DNA of the Goodfellow radiation hybrid panel, including positive (zebrafish) and negative (Wg3H) controls, is available from Research Genetics, Inc. All our PCR reactions are set up by a Biomek 2000 robotic workstation (Beckman) on 96-well microtiter plates which are kept refrigerated below 10 °C. DNA samples of the 94 zebrafish radiation hybrid lines and the controls are prediluted on a deep-well plate. Reaction mix is stored in 1.5 ml aliquots at -20 °C. Each aliquot is sufficient for two plates. Before distributing to the plates, the robot adds Taq polymerase, divides each aliquot in half, and adds the primers.
Cycling:
- Initial denaturing at 94 ºC for 2 min.
- 35 cycles of denaturing at 94 ºC for 30 sec, annealing at 60 ºC for 30 sec and extension at 73 ºC for 1 min. Use 2 min extension time for markers that give a PCR product of more than 800 bp. Adjust the annealing temperature if necessary.

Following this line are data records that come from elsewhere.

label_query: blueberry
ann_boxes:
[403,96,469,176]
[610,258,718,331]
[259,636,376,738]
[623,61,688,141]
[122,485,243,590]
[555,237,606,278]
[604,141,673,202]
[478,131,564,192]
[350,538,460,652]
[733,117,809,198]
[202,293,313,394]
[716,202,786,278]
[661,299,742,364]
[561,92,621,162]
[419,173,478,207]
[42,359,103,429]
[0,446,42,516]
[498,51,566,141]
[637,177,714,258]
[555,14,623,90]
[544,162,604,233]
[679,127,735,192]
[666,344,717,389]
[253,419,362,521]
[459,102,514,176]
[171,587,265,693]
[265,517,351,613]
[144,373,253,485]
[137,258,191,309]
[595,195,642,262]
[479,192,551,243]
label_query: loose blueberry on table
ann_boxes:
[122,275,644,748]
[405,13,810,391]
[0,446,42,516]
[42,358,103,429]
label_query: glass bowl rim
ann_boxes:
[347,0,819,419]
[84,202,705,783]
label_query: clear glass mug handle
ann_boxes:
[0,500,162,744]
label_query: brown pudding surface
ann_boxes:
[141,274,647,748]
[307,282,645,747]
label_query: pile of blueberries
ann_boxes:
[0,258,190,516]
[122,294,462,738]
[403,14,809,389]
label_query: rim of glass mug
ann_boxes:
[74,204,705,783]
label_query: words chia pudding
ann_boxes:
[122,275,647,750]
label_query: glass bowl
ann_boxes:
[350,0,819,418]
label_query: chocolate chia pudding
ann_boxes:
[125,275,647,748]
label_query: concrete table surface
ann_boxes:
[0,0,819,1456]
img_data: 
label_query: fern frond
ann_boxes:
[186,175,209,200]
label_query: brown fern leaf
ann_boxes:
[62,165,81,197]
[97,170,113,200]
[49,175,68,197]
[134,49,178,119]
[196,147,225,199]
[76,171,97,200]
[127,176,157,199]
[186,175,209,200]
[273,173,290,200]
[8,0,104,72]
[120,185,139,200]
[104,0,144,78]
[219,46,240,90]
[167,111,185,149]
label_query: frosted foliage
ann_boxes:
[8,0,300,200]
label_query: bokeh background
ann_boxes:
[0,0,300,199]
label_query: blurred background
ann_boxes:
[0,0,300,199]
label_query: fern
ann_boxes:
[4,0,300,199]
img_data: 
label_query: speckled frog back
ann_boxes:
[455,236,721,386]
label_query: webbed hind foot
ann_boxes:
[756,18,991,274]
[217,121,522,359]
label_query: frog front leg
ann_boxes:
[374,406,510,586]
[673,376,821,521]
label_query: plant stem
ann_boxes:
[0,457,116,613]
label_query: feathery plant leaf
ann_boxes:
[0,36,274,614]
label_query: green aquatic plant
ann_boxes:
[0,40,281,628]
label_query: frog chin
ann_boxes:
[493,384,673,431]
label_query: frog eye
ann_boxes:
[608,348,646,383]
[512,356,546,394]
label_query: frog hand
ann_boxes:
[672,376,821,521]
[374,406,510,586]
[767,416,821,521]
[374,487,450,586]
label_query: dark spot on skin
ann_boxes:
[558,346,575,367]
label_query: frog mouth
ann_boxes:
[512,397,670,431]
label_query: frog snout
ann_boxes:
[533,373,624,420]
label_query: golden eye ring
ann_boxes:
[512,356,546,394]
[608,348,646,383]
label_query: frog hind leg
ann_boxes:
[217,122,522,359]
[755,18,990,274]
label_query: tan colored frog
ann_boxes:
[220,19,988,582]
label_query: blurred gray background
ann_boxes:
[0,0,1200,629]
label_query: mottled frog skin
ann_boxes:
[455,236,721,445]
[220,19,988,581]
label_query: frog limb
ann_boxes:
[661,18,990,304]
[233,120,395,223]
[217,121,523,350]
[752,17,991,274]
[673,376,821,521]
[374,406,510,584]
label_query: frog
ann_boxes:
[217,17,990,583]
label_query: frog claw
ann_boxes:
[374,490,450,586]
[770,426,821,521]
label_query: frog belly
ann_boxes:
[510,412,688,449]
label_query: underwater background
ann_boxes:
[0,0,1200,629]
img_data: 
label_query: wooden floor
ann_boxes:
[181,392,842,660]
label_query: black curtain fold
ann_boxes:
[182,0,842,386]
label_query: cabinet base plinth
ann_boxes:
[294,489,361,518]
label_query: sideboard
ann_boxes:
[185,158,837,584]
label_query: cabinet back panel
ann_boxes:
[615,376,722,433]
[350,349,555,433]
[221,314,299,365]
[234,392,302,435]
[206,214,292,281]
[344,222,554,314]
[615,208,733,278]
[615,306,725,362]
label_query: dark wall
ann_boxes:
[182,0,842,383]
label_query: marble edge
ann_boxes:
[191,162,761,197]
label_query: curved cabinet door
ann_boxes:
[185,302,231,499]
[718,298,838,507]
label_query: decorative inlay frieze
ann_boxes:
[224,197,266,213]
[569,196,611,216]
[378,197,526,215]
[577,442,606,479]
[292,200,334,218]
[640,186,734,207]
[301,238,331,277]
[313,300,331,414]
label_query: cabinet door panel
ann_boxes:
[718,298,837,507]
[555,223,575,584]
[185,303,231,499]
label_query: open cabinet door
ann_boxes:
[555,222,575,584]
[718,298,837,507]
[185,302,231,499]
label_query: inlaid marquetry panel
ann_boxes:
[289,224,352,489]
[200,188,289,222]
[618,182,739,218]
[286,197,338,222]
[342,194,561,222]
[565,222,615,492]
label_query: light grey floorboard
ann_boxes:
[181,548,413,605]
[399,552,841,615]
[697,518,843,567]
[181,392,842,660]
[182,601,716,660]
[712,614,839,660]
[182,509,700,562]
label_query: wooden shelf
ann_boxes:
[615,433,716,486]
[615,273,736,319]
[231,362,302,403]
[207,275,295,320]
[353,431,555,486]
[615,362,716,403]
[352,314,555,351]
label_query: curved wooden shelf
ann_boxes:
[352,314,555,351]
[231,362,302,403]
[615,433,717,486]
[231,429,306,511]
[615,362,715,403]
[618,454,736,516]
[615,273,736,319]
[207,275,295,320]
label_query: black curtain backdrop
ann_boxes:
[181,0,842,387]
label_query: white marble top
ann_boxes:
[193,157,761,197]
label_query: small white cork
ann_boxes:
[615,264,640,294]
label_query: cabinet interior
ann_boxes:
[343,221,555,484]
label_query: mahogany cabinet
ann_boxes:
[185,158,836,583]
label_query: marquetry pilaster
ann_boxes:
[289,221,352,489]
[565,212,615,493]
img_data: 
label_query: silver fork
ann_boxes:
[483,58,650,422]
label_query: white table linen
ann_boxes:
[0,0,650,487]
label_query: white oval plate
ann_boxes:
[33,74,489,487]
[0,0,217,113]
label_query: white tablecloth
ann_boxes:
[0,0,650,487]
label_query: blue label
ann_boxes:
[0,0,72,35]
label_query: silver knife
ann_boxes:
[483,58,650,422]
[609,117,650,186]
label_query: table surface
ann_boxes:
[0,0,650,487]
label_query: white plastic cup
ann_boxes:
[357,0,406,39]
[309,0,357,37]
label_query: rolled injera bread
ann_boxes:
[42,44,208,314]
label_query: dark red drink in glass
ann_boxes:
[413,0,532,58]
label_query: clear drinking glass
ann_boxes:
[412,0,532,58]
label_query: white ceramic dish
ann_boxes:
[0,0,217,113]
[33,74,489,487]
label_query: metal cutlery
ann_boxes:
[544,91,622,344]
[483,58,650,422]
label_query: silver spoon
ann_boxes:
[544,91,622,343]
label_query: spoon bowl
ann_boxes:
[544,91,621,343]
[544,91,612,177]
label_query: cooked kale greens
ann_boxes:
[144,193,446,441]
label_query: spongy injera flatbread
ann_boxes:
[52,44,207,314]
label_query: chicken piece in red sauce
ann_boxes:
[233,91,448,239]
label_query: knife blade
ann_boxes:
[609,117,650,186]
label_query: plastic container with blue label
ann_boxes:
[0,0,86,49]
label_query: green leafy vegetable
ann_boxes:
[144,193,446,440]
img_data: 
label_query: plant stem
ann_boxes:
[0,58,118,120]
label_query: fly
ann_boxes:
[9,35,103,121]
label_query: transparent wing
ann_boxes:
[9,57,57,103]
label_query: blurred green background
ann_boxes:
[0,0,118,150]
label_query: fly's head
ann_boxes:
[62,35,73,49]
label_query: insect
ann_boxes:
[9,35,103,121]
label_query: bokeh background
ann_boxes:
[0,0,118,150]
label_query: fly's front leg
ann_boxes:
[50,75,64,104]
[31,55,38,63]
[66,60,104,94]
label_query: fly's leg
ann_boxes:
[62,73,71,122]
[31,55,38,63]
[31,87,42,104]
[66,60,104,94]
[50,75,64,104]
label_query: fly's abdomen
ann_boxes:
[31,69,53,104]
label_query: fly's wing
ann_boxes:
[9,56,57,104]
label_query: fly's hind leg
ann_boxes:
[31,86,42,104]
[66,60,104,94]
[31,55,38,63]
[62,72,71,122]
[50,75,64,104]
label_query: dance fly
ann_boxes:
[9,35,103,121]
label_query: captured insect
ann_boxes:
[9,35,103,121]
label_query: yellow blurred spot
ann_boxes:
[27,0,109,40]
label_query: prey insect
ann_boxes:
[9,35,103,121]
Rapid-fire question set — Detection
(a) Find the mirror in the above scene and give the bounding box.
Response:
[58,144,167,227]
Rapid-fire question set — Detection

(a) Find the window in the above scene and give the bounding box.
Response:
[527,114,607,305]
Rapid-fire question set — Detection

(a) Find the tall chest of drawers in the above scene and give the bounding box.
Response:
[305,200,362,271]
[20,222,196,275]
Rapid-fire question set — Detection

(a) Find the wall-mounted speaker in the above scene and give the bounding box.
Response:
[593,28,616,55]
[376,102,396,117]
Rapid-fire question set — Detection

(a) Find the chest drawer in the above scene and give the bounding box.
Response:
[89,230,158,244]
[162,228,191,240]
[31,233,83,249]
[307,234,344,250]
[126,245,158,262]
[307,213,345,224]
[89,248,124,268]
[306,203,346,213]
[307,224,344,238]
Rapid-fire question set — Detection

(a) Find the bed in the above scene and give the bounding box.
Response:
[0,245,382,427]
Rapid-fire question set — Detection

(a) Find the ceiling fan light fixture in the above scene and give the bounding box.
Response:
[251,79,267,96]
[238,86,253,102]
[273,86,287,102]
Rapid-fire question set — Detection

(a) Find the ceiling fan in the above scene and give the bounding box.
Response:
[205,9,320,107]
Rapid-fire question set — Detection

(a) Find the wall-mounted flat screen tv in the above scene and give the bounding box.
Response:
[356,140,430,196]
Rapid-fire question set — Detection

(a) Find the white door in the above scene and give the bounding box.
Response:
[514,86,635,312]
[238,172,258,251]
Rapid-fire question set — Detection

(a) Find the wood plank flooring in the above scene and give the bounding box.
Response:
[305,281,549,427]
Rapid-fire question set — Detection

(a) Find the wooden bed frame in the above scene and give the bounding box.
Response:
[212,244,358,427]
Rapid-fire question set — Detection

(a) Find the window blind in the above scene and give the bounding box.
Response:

- Final extension at 73 ºC for 5 min.
We run 12 plates in parallel on TouchDown (Hybaid) and Primus 96 plus (MWG-Biotech) cyclers. Of the markers on our initial map, only unp63 was annealed at 55 °C, and all others at 60 °C.
Electrophoresis:
- Add 5 µl of 6 x loading buffer (with approximately 10 ng/µl of undigested plasmid DNA as a loading control) to each sample.
- Run at 200 V for 45 min in 1 x TBE buffer, on 2 % agarose gels.
We use Qualex Gold (AGS) gels with 8 x 30 lanes each and apply samples with a multipipette. The lanes are half as wide as the distance between microtiter wells, so that PCR products from two plate rows are interspersed on the gel. For each marker, one lane with 80 ng of 100 bp Ladder (Pharmacia) is run as a size standard.
Scoring:
- Run each marker in duplicate. Score even very weak bands as positive if they are clearly distinguishable from the background.
- In case of any discordancy (i.e. a hybrid scored as positive on one plate and as negative on the other), re-score the bands. If the discordancy persists, run a third plate and use the RH types supported by two of the plates. Because some PCR reactions may fail to give scorable bands, this procedure may leave a small fraction of the RH types undecided.
We capture images with NIH Image 1.61 (developed at the U.S. National Institutes of Health, available at http://rsb.info.nih.gov/nih-image/) on a Power Macintosh 8500/120 computer equipped with a Cohu video camera and a Scion LG digitizer board, using on-chip integration to increase sensitivity as described in the NIH Image manual. We have created NIH Image macros for capturing and semi-automatic scoring of the images, and FileMaker Pro 3.0 databases for scheduling PCR runs, cataloguing images, storing RH types and browsing mapping data. This software is currently very specific to our lab, but we expect to release a cleaned-up and properly documented version in the near future to help researchers who want to map genes on a large scale. For a small number of markers the scoring can easily be done manually.